Ingrid Betancourt, a politically militant Franco-Columbian, held hostage by the Revolutionary Armed Forces of Columbia (FARC), was liberated on Wednesday, July 2, 2008, after 6½ years in captivity.

In 2001, this exceptional woman wrote an account of her life and her battle against corruption and the drug cartels in Columbia in a book entitled “La rage au coeur”, later published in English as “Until Death Do Us Part: My Struggle to Reclaim Columbia”.

She is an inspiring example of the heroic force that enables an individual to place values such as justice at the centre of one’s existence. By her constant militancy and unwavering courage, she succeeded in displaying to her people (as an elected member of the Chamber of Deputies in 1989 and as a senator in 1994) a real hope for change exposing herself to reprisals of the governing political class. Fearing the threats on the lives of her two children, she sent them to live with their father in New Zealand.

Soon after she was freed from the Columbian jungle and the grip her kidnappers, Ms.
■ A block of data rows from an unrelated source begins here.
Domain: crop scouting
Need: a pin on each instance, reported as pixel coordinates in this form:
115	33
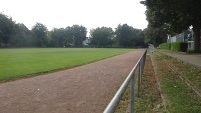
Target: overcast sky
63	13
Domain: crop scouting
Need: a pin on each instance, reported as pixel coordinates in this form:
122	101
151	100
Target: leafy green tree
178	14
58	37
40	35
127	36
78	34
156	36
102	37
6	29
21	37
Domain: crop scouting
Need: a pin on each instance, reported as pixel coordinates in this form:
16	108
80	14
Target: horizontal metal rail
117	97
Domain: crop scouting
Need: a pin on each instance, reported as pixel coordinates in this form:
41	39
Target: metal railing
130	78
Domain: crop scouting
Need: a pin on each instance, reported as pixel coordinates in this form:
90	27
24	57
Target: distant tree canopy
177	14
18	35
156	36
102	37
7	28
127	36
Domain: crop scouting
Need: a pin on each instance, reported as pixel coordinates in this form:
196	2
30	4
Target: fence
130	78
Betancourt announced her intent to return to Columbia to continue the battle. In this she is a vibrant example of a valiant individual with the type of courage that Plato defined as a heart that follows without wavering, through pain and pleasure, the mandates of justice “knowing what not to fear.”

For Plato, there exists an anger of the just, a fervour, an angry heart that animates a good man witnessing injustice. What individual does not feel anger in the face of brutal injustice? This kind of constructive anger, found in several great moments of history, is what Plato called courage.